História de Nossa Terra: O primeiro automóvel que trafegou nas ruas de Barbacena foi um Cadillac

Miguel Quillici, o imigrante e empresário barbacenense, foi quem adquiriu o primeiro veículo automotor que tomou conta das ruas da cidade pela primeira vez

Por Silvério Ribeiro

 

A foto do automóvel estacionado em frente ao Jardim Municipal de Barbacena, assistido por um atônito grupo de crianças que parecem aguardar o próximo passeio no veículo, revela também dois carros de praça puxados a cavalo, um mais próximo e outro estacionado em frente à antiga Escola Normal. Na chapa fotográfica podemos ver também o coreto. O local é em frente à Matriz de Nossa Senhora da Piedade, na atual Praça dos Andradas. Creio, houvesse outro veículo similar nesta data, os proprietários iriam prepará-los lado a lado para a chapa fotográfica.

Considerando as fontes disponíveis de jornais antigos e livros históricos de nosso município, uns tão completos quanto o de Massena (1985), nos propiciaram detalhes sobre a instalação da primeira usina de eletricidade ou a inauguração da primeira fábrica de tecidos na cidade. Informações técnicas sobre a produção do fio de seda na Estação Sericícola de Barbacena, também não foram complicados de se localizar. O problema foi encontrar informações suficientes que pudessem precisar quando o primeiro veículo automotor chegou à nossa cidade.

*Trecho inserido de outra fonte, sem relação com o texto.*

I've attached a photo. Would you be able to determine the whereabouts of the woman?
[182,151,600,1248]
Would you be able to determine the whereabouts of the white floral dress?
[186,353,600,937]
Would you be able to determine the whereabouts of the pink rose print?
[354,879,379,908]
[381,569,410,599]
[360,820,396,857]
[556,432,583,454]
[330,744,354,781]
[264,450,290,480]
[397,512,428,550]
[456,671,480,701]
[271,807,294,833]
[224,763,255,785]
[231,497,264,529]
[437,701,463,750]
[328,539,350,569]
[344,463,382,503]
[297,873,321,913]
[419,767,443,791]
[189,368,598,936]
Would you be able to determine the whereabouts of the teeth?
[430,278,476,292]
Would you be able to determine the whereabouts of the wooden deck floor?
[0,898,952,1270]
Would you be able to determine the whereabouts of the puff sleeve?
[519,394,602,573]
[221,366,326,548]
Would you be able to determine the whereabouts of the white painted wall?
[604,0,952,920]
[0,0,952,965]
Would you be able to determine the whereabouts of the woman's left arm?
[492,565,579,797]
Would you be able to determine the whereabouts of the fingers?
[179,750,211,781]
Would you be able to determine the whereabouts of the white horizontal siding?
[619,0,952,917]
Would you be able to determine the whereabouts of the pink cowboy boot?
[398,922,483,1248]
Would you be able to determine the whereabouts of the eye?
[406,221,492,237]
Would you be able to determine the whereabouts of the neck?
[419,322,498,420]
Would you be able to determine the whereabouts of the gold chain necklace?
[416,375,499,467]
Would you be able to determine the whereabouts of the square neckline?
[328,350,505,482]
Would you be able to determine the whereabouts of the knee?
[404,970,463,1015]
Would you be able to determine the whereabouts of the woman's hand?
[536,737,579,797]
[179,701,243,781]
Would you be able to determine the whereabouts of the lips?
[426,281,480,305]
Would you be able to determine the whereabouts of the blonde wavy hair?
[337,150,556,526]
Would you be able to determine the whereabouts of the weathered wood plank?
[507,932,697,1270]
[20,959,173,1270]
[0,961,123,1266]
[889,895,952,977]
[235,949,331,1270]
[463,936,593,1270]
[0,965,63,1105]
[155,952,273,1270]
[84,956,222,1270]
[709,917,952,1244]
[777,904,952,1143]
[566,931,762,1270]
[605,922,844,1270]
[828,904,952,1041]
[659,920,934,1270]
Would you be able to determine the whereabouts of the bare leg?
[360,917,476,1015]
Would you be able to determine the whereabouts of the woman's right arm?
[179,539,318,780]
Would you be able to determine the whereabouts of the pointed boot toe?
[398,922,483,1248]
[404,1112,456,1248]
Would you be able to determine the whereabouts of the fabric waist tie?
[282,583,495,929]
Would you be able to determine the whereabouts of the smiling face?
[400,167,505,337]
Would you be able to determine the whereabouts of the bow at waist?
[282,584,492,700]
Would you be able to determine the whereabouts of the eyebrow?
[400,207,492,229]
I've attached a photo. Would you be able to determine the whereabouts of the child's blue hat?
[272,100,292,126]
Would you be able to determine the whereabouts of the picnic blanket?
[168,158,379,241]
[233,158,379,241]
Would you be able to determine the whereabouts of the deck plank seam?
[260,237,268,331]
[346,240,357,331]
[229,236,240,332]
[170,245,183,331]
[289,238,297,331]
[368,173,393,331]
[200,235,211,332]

Massena (1985) afirma que foi Orlando Piergentili, outro imigrante italiano, quem deu a conhecer a Barbacena o primeiro automóvel que aí trafegou. Perguntas sem respostas: Quando foi este acontecimento? Em que ano o primeiro automóvel foi desembarcado em Barbacena? Qual era o modelo do veículo?

O acervo de jornais da cidade à época a que tive acesso, O Sericicultor, o Cidade de Barbacena e o Jornal da Tarde não apresentaram qualquer notícia sobre este fato. O Cidade de Barbacena, que possui o maior e o mais completo acervo, não nos propiciou qualquer assertiva sobre o assunto.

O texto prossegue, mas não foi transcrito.